The holiday season is a test of everyone's patience.  People with ADHD – adults and children alike – tend to be less patient than most.  We hate waiting in line.  We want everyone to get right to the point (although some of us struggle with that ourselves).  We want our food right now.  Dang it, where is that waitress?! Maybe it’s our impulsivity.  Maybe it’s our hyperactive minds.  Maybe it’s because we have so many things going on in our lives, or our impaired sense of time.  Regardless of the cause, our need for instant gratification can be highly irritating to ourselves and the people around us. What to do?   Here are a few suggestions:

•    Always have something to keep yourself occupied. If you’re going to a place where you might have to wait, bring something to do.  Perhaps a book, or a crossword puzzle, or a notebook to write out your grocery list or brainstorm ideas for your next project.  Keep an audio book on your iPod.

•    Run errands at non-peak times. The lines at the grocery store are much shorter at 8PM than they are at 5.  Avoid the mall until January.

•    Get an estimate. It can be excruciatingly difficult to wait for something when you have no idea when it will happen.  You end up looking at the clock every 30 seconds.  But if you know in advance how long it will be, you can go find something else to do during that time.  Similarly, if you have to do something maddening, it can be much easier to tolerate if it’s not open ended.  If you can’t get an estimate, make one up: “I’ll wait for ten more minutes, then I’ll go see what’s happening.”

•    Ask for the bottom line. If you find yourself getting impatient with someone you’re listening to, there’s nothing wrong with politely interrupting and asking them to get to the point.  “John? (pause and wait for response) I’m starting to get lost in the details.  Can you just give me a quick summary please?”  If you’re talking with someone who has a habit of rambling, you might want to have a separate conversation with him about his monologuing.  You’re probably not the only one who gets impatient with it.

•    Communicate your limits. If your kids – or coworkers - ask one maddening question after another, decide how many questions you’ll answer before you say “no more”.   Tell them when the quota has almost been reached.  Don’t be afraid to stand your ground if you’ve been reasonable and provided fair warning.  This is much better than blowing up at them because you can't take it any more.

•    Release your grip. Accept that sometimes things will be what they will be, no matter what you do.  Try to let go of the things you can’t control.  As a Caribbean native told me years ago, “When you’re in a hot country, you’ve just got to move sloooooooooooow.”  Prone to road rage?  I like to think of slow traffic as more time to spend with my traveling companion.

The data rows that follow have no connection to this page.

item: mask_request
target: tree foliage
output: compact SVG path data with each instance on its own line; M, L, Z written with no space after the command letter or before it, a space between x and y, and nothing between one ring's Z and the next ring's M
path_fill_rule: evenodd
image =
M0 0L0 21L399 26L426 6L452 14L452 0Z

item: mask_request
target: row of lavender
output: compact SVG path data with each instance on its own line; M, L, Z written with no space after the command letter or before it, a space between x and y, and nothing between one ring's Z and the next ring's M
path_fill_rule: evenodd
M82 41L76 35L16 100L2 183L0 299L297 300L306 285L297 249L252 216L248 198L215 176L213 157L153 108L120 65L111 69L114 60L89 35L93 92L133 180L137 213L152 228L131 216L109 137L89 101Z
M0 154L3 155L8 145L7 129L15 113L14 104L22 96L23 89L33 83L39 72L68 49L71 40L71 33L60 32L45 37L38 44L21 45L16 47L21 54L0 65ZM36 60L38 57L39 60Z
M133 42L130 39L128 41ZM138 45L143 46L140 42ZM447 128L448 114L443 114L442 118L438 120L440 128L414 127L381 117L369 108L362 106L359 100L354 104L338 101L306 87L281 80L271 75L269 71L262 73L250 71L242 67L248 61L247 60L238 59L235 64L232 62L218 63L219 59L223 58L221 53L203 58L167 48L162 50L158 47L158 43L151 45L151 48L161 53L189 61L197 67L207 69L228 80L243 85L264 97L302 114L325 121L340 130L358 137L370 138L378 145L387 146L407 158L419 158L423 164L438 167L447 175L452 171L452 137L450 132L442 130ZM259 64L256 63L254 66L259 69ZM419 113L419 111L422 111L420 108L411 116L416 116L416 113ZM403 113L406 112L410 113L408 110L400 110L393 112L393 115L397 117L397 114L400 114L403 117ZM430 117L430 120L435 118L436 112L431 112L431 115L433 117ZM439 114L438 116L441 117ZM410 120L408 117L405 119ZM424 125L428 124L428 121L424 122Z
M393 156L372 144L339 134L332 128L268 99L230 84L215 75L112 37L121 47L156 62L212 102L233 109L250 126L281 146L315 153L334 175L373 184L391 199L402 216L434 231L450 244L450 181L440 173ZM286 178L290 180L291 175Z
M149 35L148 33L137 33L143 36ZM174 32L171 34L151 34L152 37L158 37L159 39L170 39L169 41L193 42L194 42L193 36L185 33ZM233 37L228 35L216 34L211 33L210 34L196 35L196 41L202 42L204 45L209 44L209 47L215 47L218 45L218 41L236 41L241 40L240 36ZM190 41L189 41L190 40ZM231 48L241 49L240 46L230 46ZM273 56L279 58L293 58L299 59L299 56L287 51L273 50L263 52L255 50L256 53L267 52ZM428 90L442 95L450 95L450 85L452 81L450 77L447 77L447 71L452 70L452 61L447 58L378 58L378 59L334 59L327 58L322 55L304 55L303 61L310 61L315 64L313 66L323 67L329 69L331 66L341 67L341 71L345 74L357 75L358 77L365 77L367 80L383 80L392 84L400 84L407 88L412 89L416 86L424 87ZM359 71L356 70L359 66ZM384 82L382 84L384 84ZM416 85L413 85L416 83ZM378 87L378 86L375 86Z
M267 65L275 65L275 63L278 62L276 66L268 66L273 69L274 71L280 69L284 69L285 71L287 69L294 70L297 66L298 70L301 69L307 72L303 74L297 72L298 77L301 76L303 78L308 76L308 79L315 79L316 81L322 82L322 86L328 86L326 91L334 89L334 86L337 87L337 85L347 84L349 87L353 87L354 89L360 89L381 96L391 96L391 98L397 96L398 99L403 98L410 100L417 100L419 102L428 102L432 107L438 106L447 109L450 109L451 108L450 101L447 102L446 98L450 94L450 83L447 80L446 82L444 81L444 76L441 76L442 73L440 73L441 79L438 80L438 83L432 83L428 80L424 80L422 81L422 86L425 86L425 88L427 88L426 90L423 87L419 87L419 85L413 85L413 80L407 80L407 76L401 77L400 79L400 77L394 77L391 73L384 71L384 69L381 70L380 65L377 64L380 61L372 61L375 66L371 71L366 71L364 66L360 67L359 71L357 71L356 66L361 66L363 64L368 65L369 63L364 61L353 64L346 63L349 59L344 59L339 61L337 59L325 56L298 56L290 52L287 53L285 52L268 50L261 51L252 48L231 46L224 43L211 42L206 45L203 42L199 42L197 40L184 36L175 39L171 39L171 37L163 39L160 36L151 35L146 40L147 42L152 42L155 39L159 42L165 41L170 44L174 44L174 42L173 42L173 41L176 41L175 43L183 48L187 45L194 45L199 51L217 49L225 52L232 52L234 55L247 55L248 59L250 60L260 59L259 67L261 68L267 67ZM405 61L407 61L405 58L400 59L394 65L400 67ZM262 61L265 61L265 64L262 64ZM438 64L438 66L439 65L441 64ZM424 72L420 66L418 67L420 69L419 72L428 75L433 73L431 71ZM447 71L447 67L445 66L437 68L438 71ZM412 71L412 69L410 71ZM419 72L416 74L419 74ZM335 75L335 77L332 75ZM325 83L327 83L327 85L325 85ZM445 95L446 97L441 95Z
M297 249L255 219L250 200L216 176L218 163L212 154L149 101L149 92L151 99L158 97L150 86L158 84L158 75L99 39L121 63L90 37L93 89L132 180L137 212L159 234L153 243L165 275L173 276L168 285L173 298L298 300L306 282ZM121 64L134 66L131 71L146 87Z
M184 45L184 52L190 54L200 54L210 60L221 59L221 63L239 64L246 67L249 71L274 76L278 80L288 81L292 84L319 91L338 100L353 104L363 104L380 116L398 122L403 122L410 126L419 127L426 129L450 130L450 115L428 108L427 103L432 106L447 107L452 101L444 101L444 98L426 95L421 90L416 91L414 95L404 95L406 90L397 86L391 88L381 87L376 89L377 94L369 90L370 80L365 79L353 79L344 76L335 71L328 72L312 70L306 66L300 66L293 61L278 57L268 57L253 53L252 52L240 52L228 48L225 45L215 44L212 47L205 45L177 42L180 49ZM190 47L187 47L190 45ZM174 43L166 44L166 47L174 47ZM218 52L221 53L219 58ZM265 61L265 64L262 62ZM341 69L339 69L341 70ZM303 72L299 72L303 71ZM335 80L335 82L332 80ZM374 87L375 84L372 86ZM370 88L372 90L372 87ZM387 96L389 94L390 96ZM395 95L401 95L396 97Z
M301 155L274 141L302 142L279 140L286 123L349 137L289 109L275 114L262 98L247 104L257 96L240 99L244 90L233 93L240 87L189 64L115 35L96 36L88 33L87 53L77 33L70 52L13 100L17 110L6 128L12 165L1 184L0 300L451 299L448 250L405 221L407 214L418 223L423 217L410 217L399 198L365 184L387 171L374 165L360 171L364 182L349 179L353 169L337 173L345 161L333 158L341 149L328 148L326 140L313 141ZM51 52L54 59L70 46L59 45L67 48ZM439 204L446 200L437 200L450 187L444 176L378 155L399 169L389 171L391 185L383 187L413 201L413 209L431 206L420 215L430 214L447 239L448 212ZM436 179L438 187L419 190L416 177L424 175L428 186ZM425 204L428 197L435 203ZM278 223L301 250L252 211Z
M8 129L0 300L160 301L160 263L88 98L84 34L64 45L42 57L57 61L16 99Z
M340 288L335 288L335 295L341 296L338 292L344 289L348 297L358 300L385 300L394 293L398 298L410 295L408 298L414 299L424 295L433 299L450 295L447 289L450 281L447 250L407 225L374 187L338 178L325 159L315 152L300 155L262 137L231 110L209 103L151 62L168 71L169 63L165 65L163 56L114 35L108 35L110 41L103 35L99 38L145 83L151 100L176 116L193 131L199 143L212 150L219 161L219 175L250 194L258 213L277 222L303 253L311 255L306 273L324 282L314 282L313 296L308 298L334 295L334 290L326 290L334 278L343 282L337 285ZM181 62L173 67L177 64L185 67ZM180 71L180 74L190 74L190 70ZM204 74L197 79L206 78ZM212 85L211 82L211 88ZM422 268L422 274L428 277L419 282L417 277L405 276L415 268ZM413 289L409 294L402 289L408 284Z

•    Remove the obstacles. If you’re impatient with your own progress, try to identify what’s slowing you down.  Then figure out what you need to do to quicken the pace.  This is one time when impatience can work in your favor!

•    Find compassion. Try to understand why a person is acting the way she is, or why a situation is unfolding the way it is.  There’s nothing like walking in someone else’s shoes to make you appreciate the complexity of the situation and be more relaxed about it.  This goes for yourself too:  Be compassionate when you find yourself impatient with your own ADHD.

I’ll end with this quote from a sign that used to hang in my godmother’s kitchen:  “The hurrier I go, the behinder I get!”